Well, the hell with the system. I have my savings and I have my skills. (See also Strategies for getting rich: Savings vs. Skills )
This is exactly why I’ve been saving – so that in case I land a job I hate, I have the freedom to just walk out without stressing about how to put food on the table the next morning.
Being unemployed can actually be kind of fun… the first few days. I got to sleep in late, I got to experiment with making chicken nuggets (kind of), and re-arrange a messy cabinet full of plastic bags. I also got to play Zuma (the ball-shooter frog game) and reached level 9, all during the short one-hour trial period.
But the truth is, after the first few days of staying home, I got bored.
I did some ad posting for the dance school.
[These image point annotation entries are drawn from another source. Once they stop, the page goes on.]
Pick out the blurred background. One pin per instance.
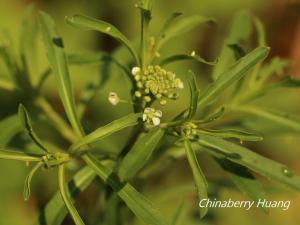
(282, 22)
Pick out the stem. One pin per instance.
(58, 122)
(145, 20)
(66, 196)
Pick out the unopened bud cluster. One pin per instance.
(151, 116)
(155, 82)
(189, 129)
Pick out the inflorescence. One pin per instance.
(155, 82)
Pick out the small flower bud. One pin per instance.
(135, 70)
(113, 98)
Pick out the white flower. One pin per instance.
(135, 70)
(180, 85)
(113, 98)
(152, 116)
(193, 53)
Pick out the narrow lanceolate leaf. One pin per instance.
(217, 114)
(199, 177)
(55, 210)
(276, 66)
(66, 196)
(140, 153)
(17, 155)
(94, 57)
(136, 202)
(26, 122)
(58, 63)
(261, 33)
(239, 34)
(182, 26)
(233, 74)
(26, 193)
(98, 134)
(243, 179)
(289, 82)
(279, 118)
(231, 133)
(181, 57)
(89, 23)
(11, 125)
(257, 163)
(194, 95)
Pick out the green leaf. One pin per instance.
(288, 82)
(276, 66)
(217, 114)
(261, 33)
(194, 95)
(243, 180)
(279, 118)
(26, 193)
(135, 201)
(89, 23)
(182, 26)
(181, 57)
(27, 125)
(7, 85)
(101, 132)
(18, 155)
(234, 73)
(140, 153)
(58, 63)
(12, 126)
(66, 196)
(55, 210)
(232, 133)
(199, 177)
(245, 157)
(239, 34)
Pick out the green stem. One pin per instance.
(66, 196)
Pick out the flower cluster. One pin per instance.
(151, 116)
(155, 82)
(189, 129)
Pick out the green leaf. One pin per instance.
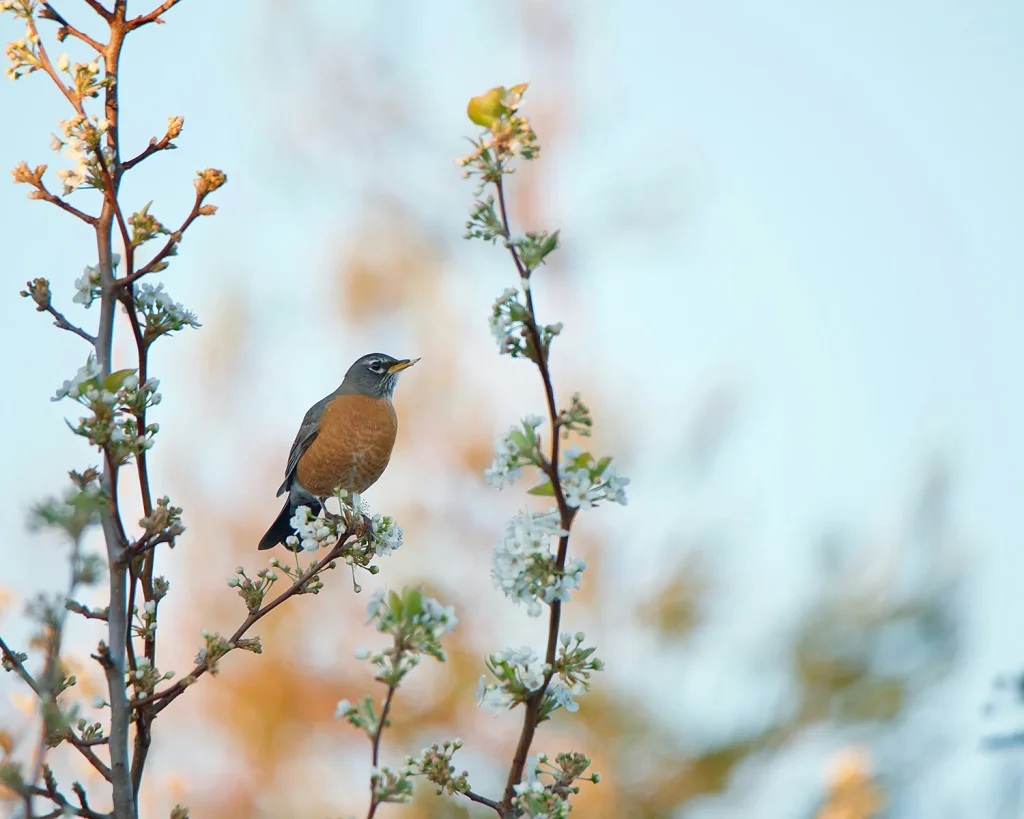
(485, 109)
(413, 603)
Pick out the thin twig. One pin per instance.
(155, 146)
(165, 251)
(51, 13)
(377, 745)
(482, 801)
(61, 802)
(536, 699)
(153, 16)
(161, 699)
(52, 674)
(18, 666)
(84, 747)
(41, 192)
(44, 60)
(98, 8)
(64, 324)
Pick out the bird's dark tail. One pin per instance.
(282, 526)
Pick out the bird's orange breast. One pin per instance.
(352, 446)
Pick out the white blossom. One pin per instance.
(85, 374)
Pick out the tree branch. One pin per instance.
(535, 700)
(482, 801)
(153, 16)
(377, 745)
(155, 146)
(41, 192)
(48, 12)
(44, 60)
(95, 6)
(18, 666)
(161, 699)
(165, 251)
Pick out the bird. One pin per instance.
(344, 442)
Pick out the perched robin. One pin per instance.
(344, 442)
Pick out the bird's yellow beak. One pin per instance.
(399, 365)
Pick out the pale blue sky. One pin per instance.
(835, 194)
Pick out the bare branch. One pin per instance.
(98, 8)
(153, 16)
(11, 659)
(155, 146)
(42, 194)
(48, 12)
(566, 513)
(482, 801)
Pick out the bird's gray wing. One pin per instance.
(307, 432)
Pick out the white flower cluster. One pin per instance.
(586, 485)
(87, 286)
(161, 312)
(80, 385)
(524, 567)
(519, 673)
(76, 143)
(312, 532)
(507, 324)
(534, 801)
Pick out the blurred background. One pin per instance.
(791, 288)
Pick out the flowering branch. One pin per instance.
(524, 566)
(39, 291)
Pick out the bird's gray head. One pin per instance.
(375, 375)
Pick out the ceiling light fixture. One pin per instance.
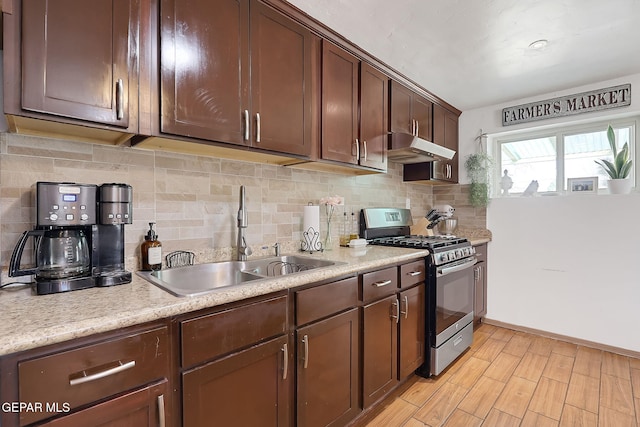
(539, 44)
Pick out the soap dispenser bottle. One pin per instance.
(151, 250)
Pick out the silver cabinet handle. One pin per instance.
(305, 340)
(285, 367)
(161, 415)
(245, 115)
(119, 99)
(396, 306)
(381, 284)
(107, 372)
(257, 127)
(406, 307)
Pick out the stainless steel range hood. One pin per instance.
(407, 148)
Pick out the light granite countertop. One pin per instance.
(28, 321)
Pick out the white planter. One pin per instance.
(620, 186)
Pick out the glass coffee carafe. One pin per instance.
(61, 253)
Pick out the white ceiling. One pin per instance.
(474, 53)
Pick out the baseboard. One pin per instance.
(578, 341)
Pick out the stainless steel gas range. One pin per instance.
(449, 295)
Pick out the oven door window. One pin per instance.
(454, 298)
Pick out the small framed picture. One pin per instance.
(587, 185)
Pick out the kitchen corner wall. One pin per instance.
(193, 199)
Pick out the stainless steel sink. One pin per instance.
(201, 279)
(288, 264)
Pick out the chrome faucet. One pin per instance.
(243, 222)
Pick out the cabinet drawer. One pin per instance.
(322, 301)
(93, 372)
(379, 283)
(412, 273)
(207, 337)
(481, 252)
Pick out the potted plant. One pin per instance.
(478, 166)
(619, 169)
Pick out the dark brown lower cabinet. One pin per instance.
(140, 408)
(380, 348)
(247, 388)
(480, 284)
(327, 371)
(412, 333)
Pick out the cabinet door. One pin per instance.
(145, 407)
(281, 87)
(79, 59)
(328, 371)
(479, 291)
(401, 115)
(380, 349)
(248, 388)
(412, 330)
(204, 63)
(374, 117)
(445, 133)
(339, 105)
(480, 283)
(422, 114)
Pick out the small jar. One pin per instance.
(151, 250)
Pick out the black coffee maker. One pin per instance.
(78, 237)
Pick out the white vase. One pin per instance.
(620, 186)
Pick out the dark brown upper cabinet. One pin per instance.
(73, 61)
(445, 133)
(238, 72)
(354, 129)
(374, 117)
(410, 112)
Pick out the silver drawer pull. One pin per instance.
(381, 284)
(245, 115)
(406, 309)
(257, 127)
(162, 422)
(305, 340)
(107, 372)
(119, 99)
(285, 368)
(396, 309)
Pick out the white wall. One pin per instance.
(569, 265)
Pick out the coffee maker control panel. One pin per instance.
(65, 204)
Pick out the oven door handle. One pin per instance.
(443, 271)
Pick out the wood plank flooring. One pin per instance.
(511, 378)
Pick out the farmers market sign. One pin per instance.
(585, 102)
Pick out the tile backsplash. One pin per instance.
(194, 199)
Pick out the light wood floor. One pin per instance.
(511, 378)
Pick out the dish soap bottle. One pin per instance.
(151, 250)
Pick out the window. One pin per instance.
(550, 157)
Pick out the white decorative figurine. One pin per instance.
(506, 183)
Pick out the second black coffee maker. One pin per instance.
(78, 237)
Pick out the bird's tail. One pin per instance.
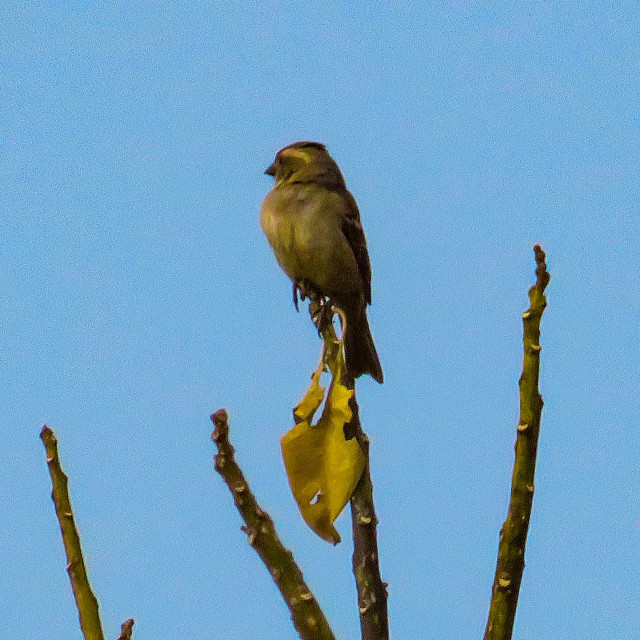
(360, 351)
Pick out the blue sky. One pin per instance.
(138, 295)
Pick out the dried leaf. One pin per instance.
(322, 466)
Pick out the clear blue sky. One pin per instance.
(138, 295)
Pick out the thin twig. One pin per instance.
(85, 600)
(513, 536)
(306, 614)
(372, 591)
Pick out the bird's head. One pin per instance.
(305, 162)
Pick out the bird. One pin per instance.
(313, 225)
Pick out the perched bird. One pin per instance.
(313, 226)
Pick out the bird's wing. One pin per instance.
(352, 229)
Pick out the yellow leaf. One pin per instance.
(312, 399)
(322, 466)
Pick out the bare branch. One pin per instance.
(513, 536)
(372, 592)
(85, 600)
(306, 614)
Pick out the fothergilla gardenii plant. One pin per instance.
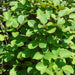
(37, 37)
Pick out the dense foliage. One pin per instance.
(37, 37)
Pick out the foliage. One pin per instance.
(37, 37)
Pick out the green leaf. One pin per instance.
(13, 72)
(42, 43)
(2, 37)
(72, 15)
(31, 23)
(42, 17)
(68, 68)
(33, 44)
(21, 19)
(38, 56)
(41, 67)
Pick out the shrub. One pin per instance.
(37, 37)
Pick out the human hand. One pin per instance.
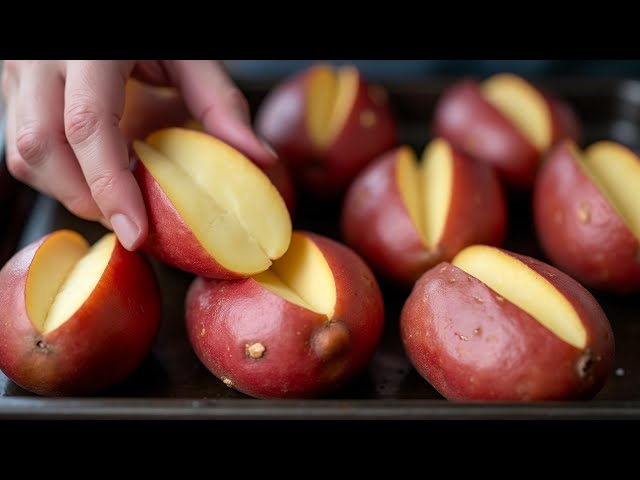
(64, 136)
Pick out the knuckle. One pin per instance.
(17, 166)
(236, 98)
(80, 122)
(102, 186)
(31, 140)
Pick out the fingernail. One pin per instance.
(270, 149)
(127, 231)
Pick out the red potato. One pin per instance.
(326, 125)
(212, 212)
(76, 320)
(587, 214)
(404, 217)
(494, 325)
(299, 330)
(506, 122)
(277, 172)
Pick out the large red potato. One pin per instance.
(587, 214)
(300, 329)
(212, 212)
(326, 125)
(404, 216)
(75, 319)
(504, 121)
(494, 325)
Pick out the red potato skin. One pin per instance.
(325, 171)
(376, 222)
(467, 120)
(579, 230)
(170, 238)
(224, 317)
(471, 344)
(99, 346)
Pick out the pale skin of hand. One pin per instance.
(64, 137)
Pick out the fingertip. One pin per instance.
(129, 232)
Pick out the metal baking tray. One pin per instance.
(172, 383)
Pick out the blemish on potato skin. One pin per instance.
(42, 347)
(585, 364)
(584, 213)
(367, 118)
(330, 340)
(378, 95)
(255, 350)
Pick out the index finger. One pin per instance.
(94, 103)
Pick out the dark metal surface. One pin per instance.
(173, 384)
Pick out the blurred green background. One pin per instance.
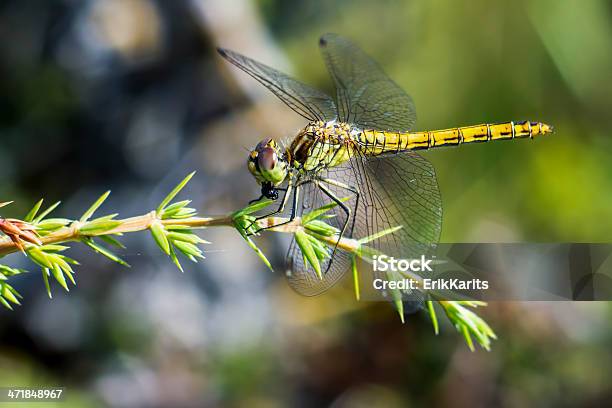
(130, 95)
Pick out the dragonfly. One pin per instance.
(358, 151)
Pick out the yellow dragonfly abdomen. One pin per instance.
(377, 142)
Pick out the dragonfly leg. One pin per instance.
(296, 194)
(280, 208)
(263, 196)
(346, 210)
(352, 189)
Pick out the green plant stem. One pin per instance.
(143, 222)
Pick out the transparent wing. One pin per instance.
(300, 275)
(310, 103)
(394, 190)
(365, 95)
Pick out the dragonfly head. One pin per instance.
(268, 165)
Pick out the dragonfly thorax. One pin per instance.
(320, 145)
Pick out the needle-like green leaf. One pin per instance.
(87, 215)
(159, 234)
(174, 192)
(30, 216)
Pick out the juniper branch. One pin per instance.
(171, 224)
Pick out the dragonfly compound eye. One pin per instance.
(267, 159)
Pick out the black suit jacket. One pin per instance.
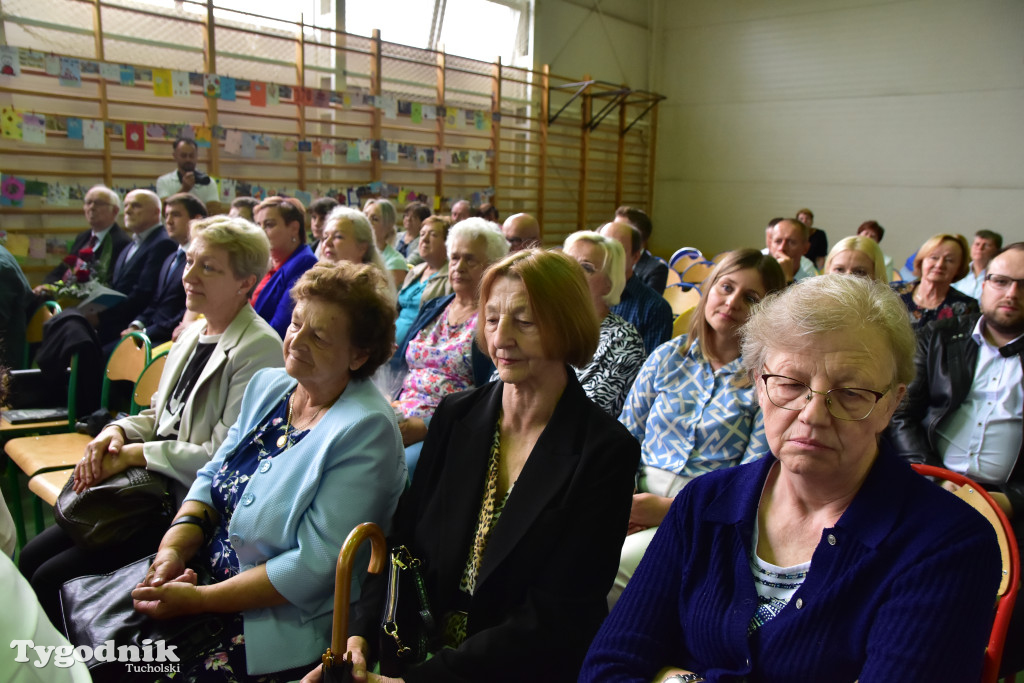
(541, 593)
(168, 305)
(946, 359)
(137, 280)
(110, 251)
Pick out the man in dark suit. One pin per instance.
(168, 305)
(104, 239)
(137, 270)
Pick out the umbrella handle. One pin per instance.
(343, 577)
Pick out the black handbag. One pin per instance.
(97, 611)
(409, 631)
(116, 508)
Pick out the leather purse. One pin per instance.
(97, 610)
(116, 508)
(409, 631)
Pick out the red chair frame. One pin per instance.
(1005, 608)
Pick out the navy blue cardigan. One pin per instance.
(274, 305)
(901, 589)
(482, 367)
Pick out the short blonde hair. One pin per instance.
(246, 244)
(933, 242)
(612, 261)
(864, 246)
(559, 298)
(830, 303)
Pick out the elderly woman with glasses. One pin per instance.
(829, 560)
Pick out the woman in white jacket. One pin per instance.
(198, 400)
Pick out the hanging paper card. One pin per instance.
(227, 189)
(276, 147)
(162, 86)
(204, 136)
(34, 128)
(92, 134)
(71, 72)
(232, 143)
(327, 154)
(110, 72)
(134, 136)
(390, 107)
(179, 84)
(37, 247)
(366, 150)
(10, 123)
(257, 93)
(211, 85)
(56, 194)
(17, 245)
(11, 189)
(227, 88)
(10, 61)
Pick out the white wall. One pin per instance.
(909, 113)
(610, 43)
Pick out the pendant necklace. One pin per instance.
(284, 440)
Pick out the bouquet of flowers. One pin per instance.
(84, 269)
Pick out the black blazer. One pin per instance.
(541, 594)
(168, 305)
(946, 359)
(137, 280)
(110, 250)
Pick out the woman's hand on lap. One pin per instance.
(175, 598)
(648, 510)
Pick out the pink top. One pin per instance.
(439, 360)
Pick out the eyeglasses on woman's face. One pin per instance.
(852, 403)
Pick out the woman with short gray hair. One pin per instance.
(620, 352)
(830, 560)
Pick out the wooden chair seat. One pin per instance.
(42, 454)
(49, 484)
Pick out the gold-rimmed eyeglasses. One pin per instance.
(851, 403)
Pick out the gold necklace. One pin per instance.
(285, 441)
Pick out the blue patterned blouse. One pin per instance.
(689, 419)
(229, 482)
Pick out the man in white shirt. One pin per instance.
(186, 178)
(985, 246)
(963, 411)
(788, 240)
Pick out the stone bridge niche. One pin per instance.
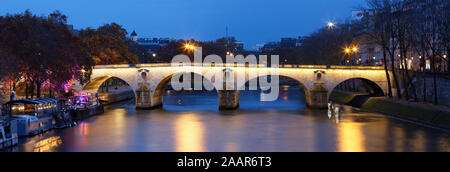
(285, 83)
(344, 91)
(110, 89)
(157, 96)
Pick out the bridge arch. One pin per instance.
(158, 94)
(373, 88)
(120, 93)
(95, 84)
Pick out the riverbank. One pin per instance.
(419, 113)
(116, 94)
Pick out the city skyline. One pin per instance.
(199, 19)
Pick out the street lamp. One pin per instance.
(189, 46)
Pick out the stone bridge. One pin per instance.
(149, 81)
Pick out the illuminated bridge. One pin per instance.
(149, 81)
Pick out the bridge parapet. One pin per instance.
(317, 81)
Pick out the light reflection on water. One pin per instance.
(190, 122)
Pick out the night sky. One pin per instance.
(250, 21)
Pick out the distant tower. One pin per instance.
(134, 36)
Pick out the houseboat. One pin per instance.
(85, 104)
(8, 132)
(33, 116)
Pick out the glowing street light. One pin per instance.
(347, 50)
(331, 25)
(189, 46)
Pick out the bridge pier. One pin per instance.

I made a simple website for it. I started writing again for my blog. And I checked for job openings every day.
So while this is not exactly “idle time”, I also don’t feel like I’m making progress with my career… or with my financial goals.
(Although I’m not as desperate as this guy:)
THE FINANCIAL SIDE OF BEING UNEMPLOYED
Financially, I’ll be okay for a couple of months – thanks to my savings. I have enough money to pay the bills, buy food, and even contribute my half to the payment for our car loan. Short-term, there’s nothing urgent.
What bugs me is that staying home is slowly eating away at my savings, and what’s worst, we are not making any progress towards our financial goals. Obviously, buying stocks will be put on hold since I need that money now. We planned to save for a little summer vacation in August, we also got invited to a friend’s wedding, and we planned to save up for our own wedding. Hold, hold, hold.
And these were just our short-term goals. What about buying our own place, saving for a baby, and saving for investing in stocks or in starting our own business? All of that goes on hold, too. That’s what’s really bugging me.
On the bright side, even with me being out of work, we can survive without getting in debt. I think we’re lucky that way, because many people who are unemployed can’t even say that.
Also, we are both pretty frugal and sensible. Lucky us again!
I just hate to waste my time waiting a job, and I also don’t want to jump the first offer that comes my way. I want good pay, career opportunities and a job that makes sense to me.
So I’m picky while unemployed during recession.